RR and MMR (how you move)

• RR (Ranked Rating) is the visible number that goes up/down after each match.

• MMR is the hidden skill rating that pairs you with opponents and affects how much RR you gain or lose.

All VALORANT Ranks (lowest → highest)

Iron 1–3, Bronze 1–3, Silver 1–3, Gold 1–3, Platinum 1–3, Diamond 1–3, Ascendant 1–3, Immortal 1–3, Radiant.

Rank Distribution (example: V25 Act 3 from vstats.gg)

• Iron: 5.51%

• Bronze: 16.45%

• Silver: 21.72%

• Gold: 21.53%

• Platinum: 16.33%

• Diamond: 10.64%

• Ascendant: 6.19%

• Immortal: 1.58%

• Radiant: 0.05%

Placements & unlocks (per the guide)

• Competitive unlock: Account Level 20.

• First‑time placements: play 10 matches to receive your Overall Rank.

• New Episode: 5 placement matches.

• New Act: 1 placement match (soft reset).

Rank Restrictions — who can queue together

Groups of 4 are not allowed (to protect solos).
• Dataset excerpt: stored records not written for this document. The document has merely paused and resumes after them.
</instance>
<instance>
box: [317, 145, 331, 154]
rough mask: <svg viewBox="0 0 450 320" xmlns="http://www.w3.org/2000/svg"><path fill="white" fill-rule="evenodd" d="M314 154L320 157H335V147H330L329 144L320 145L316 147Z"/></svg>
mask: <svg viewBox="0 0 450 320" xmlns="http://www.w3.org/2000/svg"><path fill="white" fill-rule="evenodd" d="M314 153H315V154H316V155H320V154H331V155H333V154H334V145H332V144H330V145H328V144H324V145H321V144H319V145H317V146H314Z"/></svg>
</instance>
Duo/Trios must respect rank disparity rules:

• If lowest is Iron/Bronze → highest can be Silver (any tier).

• If lowest is Silver → highest can be Gold (any tier).

• If lowest is Gold → highest can be Platinum (any tier).

• If lowest is Platinum → highest can be Diamond (any tier).

• Ascendant/Immortal/Radiant → highest can be only one level above the lowest (e.g., lowest Ascendant 2 → highest Immortal 2).

• Five‑stacks are allowed, but RR gains/losses scale depending on rank spread.

Quick takeaways

• There are 25 ranks across nine tiers; no traditional rank decay, but placements and soft resets apply.

• Focus on improving MMR (performance vs expected outcome) to stabilize RR gains.

• Use the Act Rank triangle to track peak performance and plan goals per Act.